I’ve been home brewing for almost 20 years and making wine for 6 years. Premium wine kits in the $100 range can e better than most wines I pay $25 for in the store. I make full bodied reds mostly. As for beer making, I make all styles from stouts to Belgian ales. My beers are way better than the majority of beers in the beer store (not just my opinion). It may help that I have a masters degree in Biochemistry. Good ingredients are a key and an adventurous soul to be willing to try new things. I’m going to try making some mead next!

Bin dere, done dat, got the silver medal (Porter)! I found eventually my brewery developed it’s own unique house flavour which I didn’t enjoy. I’ve since given away my equipment, made a few batches at the u-brew, but now look to the variety available at the liquor store(s), for either beer or wine.

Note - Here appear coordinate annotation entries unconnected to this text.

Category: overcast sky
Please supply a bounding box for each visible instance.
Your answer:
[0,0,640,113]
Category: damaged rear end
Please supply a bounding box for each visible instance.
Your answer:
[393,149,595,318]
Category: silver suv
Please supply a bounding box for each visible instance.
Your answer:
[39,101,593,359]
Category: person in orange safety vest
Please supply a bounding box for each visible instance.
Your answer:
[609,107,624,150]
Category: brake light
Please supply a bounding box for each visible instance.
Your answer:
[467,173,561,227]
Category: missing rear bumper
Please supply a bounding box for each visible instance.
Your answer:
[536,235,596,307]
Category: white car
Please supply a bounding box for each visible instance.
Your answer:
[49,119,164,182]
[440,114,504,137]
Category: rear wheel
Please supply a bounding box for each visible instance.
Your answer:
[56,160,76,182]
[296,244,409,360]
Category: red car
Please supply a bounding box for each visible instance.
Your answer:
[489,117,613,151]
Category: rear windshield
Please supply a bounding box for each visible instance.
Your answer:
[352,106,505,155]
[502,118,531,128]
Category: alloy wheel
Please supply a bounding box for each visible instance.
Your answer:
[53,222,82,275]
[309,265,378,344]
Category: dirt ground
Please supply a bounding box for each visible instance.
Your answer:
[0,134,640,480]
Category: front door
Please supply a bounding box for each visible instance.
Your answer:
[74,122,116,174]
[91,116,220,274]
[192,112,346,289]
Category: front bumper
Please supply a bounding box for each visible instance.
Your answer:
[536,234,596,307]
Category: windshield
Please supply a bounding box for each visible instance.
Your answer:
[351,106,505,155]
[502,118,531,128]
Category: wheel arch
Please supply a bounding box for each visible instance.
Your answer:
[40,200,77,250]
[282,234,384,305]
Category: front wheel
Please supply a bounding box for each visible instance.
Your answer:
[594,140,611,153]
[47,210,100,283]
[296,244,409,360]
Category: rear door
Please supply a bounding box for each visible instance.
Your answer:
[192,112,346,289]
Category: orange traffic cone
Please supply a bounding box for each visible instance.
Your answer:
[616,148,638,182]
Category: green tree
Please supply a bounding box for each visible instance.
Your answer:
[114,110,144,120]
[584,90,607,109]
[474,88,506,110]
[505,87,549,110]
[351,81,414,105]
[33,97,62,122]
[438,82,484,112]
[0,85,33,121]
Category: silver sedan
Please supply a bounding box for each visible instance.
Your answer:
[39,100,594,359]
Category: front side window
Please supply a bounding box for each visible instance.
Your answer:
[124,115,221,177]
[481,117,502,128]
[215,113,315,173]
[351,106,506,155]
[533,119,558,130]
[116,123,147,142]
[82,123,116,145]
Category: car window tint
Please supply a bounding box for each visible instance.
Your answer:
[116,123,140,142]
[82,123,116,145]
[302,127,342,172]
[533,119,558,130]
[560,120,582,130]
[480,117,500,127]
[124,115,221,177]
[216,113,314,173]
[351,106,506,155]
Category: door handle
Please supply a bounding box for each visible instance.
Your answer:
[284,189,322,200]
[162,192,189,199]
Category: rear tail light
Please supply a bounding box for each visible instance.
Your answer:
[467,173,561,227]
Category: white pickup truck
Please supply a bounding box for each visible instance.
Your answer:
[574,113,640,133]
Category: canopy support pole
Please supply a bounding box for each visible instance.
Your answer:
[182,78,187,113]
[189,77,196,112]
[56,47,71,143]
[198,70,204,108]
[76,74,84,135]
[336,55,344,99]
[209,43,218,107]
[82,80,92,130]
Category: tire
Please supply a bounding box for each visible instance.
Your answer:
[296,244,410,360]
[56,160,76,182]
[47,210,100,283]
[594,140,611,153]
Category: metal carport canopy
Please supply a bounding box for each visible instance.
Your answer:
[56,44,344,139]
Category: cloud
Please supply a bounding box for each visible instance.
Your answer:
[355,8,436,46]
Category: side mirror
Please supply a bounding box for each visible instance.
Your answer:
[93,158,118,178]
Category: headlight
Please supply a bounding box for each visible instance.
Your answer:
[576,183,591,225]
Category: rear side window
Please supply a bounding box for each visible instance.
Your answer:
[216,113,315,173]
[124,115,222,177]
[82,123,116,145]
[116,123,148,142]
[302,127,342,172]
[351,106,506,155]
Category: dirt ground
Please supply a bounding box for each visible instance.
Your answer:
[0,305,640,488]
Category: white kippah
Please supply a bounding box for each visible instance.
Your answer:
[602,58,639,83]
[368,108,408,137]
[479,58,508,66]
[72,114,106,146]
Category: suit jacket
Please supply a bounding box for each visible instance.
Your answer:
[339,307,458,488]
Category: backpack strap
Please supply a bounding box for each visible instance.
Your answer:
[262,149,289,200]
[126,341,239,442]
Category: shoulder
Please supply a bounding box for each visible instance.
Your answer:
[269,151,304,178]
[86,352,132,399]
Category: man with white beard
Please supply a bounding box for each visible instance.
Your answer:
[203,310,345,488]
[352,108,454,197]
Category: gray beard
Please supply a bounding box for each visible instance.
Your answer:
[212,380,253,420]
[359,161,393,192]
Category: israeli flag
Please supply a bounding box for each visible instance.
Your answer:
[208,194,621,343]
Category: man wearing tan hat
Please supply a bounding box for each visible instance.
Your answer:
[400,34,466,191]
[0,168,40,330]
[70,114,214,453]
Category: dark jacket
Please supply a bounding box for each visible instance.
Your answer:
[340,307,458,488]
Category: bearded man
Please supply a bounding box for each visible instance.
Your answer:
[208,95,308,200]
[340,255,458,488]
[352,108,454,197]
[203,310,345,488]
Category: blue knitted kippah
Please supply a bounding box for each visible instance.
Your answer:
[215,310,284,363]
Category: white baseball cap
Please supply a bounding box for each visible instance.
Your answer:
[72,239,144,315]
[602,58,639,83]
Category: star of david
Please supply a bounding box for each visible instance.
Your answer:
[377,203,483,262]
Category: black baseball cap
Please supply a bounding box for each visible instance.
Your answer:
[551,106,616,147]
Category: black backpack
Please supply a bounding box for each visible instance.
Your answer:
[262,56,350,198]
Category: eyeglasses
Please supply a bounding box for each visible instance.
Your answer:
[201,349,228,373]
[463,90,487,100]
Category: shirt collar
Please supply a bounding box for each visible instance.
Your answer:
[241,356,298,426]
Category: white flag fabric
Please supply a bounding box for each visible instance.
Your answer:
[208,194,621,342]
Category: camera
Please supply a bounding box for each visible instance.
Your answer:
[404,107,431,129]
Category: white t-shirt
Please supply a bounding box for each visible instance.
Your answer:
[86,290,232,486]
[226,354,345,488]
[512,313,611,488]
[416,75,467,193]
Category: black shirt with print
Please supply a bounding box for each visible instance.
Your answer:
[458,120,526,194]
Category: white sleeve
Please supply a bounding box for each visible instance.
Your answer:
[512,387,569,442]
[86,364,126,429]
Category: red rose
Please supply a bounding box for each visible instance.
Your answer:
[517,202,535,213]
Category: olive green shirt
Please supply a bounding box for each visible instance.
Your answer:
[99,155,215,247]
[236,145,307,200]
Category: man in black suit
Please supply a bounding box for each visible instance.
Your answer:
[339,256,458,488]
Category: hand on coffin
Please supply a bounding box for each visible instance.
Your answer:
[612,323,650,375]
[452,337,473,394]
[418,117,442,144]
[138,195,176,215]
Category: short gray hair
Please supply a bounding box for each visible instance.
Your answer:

Can anyone recommend a good store in the GTA that sells home made beer kits as well as the ingredients? I would like to give it a try and see what happens! :-)

Paulo Dunlop:

Just open the yellowpages. The king of the kits is the brand name “Cooper.” I got into beer making after travelling to the UK and falling in love with “live” IPA beers. I had to make it at home and it turned out quite good.

Great post! I have been very interested with wines yet I am a bit afraid to start my own business. I have also been making my own wines using the grapes on my backyard. I just wanna know though if this can really help me save? Can you help me find premium wine kits? And how much do they actually costs?

Nice post! I have been doing this a while now. The cost of a bottle of wine becomes negligible so you can be more free to share!

I don’t know really that it is about saving dollars. It is kind of neat to make your own wine, naming it, labels etc. and handing over a bottle to a friend. It’s about experience and fun. You can have a decent bottle of wine and the satisfaction of knowing you made it.
The same argument could be made for preserves of any kind – it doesn’t cost much to pick up a jar of jam but a homemade jar is nice too.